9/10/2009

Colocando os pontos nos ii


Para que não se diga que sou um acrítico leitor do novo jonal i que refiro no meu último post, aqui vai o que se me oferece dizer muito brevemente sobre o tema de capa do dia de hoje: "O que os portugueses querem de Ferreira Leite."
Começo por lembrar que sondagens de opinião são formas muito antigas de influenciar a opinião pública. Já nos áureos tempos da civilização helénica, vários dos famosos oráculos faziam o favor de prever aquilo que algum poderoso lhes pedia.
Neste caso, o jornal é feito por pessoas inteligentes, que usam técnicas modernas para abordagens de temas que são de sempre. A orientação do periódico vai, embora de forma relativamente bem doseada, para a direita, favorecendo nomeadamente o PSD.
Nos tempos da guerra colonial, se, por volta da hora do jantar, Salazar aparecia a fazer um discurso aos microfones da rádio ou da televisão, já se sabia que no dia seguinte de manhã um jornal como o Diário de Notícias informava em grandes parangonas: "Angola está com Salazar!" Era extraordinário como no espaço de pouquíssimas horas tinha sido possível auscultar a opinião de uma amostra significativa da população angolana e fornecê-la assim, fresquinha e consoladora, a quem lia o jornal enquanto tomava o seu pequeno-almoço. Mas era assim mesmo!
Os tempos são outros, as firmas de sondagens em Portugal ficaram um pouco desacreditadas após o fracasso das previsões dos resultados das últimas eleições europeias. Talvez por isso e porque este tipo de entrevistas-blitz ao povo é menos científico mas mais facilmente manipulável, o i apresenta-nos, como se vê na foto de capa, um altifalante (empunhado por alguém do povo) a gritar os desejos da população do país. Para amenizar o realce dado a MFL, é anunciado que no dia seguinte o jornal publicará o mesmo tipo de questionário rápido sobre aquilo que os portugueses querem de Sócrates.

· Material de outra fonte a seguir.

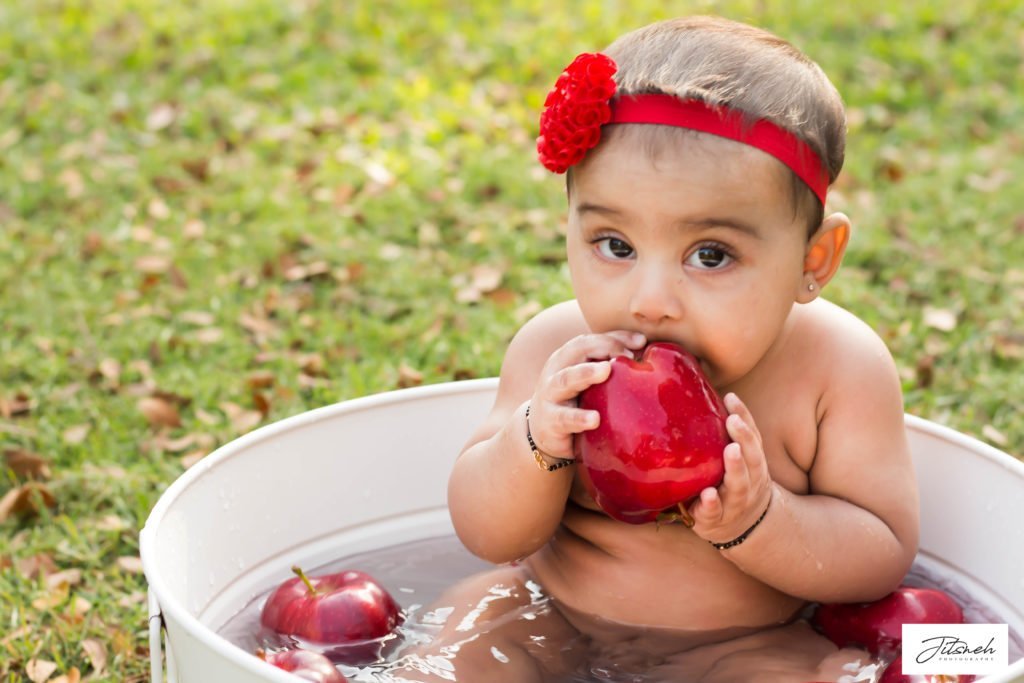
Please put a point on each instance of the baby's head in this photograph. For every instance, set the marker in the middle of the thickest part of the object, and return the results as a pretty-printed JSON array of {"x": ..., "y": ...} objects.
[
  {"x": 742, "y": 69},
  {"x": 706, "y": 227}
]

Permito-me fazer aqui uma breve citação de um politólogo estudioso do tema - Francis Szpiner - no seu livro Les Moutons de Panel. "A utilização das sondagens para substituir a decisão política dá ao povo a impressão de que está sempre a ser consultado. O poder relaciona-se com as sondagens como um tóxico-dependente (há quem encomende sondagens todas as semanas) e como traficante (introduzindo na opinião pública os temas que lhe interessam). As sondagens indicam ao poder o que deve fazer a seguir e, se as manipularem, servem para extrair da opinião pública o que querem impor-lhe."
Ora, o que faz aqui o i de uma assentada? Ao restringir (aparentemente) a MFL e ao actual primeiro-ministro a dita consulta popular, está a excluir todos os restantes candidatos. Temos assim "O Combate dos Chefes", à boa maneira de Astérix e Obélix. Muito mais do que uma short-list, é já um apuramento para a final. Democrático? Nem por isso! Jornalístico? Sim.
Depois, no texto, o jornal apresenta, em quatro páginas, fotos de 20 potenciais eleitores, cada um deles segurando uma ardósia onde escreveu com a sua própria letra a mensagem do que queria ou não queria que MFL fizesse. Mais uma vez: é uma abordagem mediática e assume aspectos de credibilidade. Contudo, ter 20 pessoas a representarem vários milhões de votantes é praticamente igual a zero! Adiante.
Em maior detalhe, nota-se que um dos textos que acompanham a reportagem diz: "Fernanda, que não quis revelar o seu nome "por ser funcionária pública", é rápida na resposta. Pega na ardósia e deixa um recado a Manuela Ferreira Leite: "Não faça agora o mesmo que fez quando esteve no governo" como ministra." Supunha eu, como leitor, que essa Fernanda que não se queria identificar por ser funcionária do Estado - o medo instaurado por Sócrates! - , não aparecesse nas fotos por razões óbvias. Estava enganado. Aparece! E com idade (58 anos) e local de trabalho (Leiria). Entretanto, o texto que ela escreveu na ardósia é que não bate exactamente certo com o que o jornal refere: "Quero que faça aquilo que não fez." Admitamos que parece haver aqui alguma manipulaçãozinha, ou será apenas o meu céptico cartesianismo a funcionar?
Quanto ao resto, a técnica foi a de fazer o cotejo entre os pedidos e o que está no programa do PSD. Daqui resulta uma informação bastante positiva do programa, como se vê, por exemplo, na comparação entre o pedido de aumento das pensões mínimas de uma senhora com 77 anos, da Maia: "Faremos uma revisão das pensões de velhice do regime não contributivo apoiada numa visão completa do rendimento e património do agregado familiar dos idosos, para poder aumentar o apoio aos mais carenciados." "Está escrito", acrescenta o jornal.
O i como opinion-maker? O que é que se podia esperar?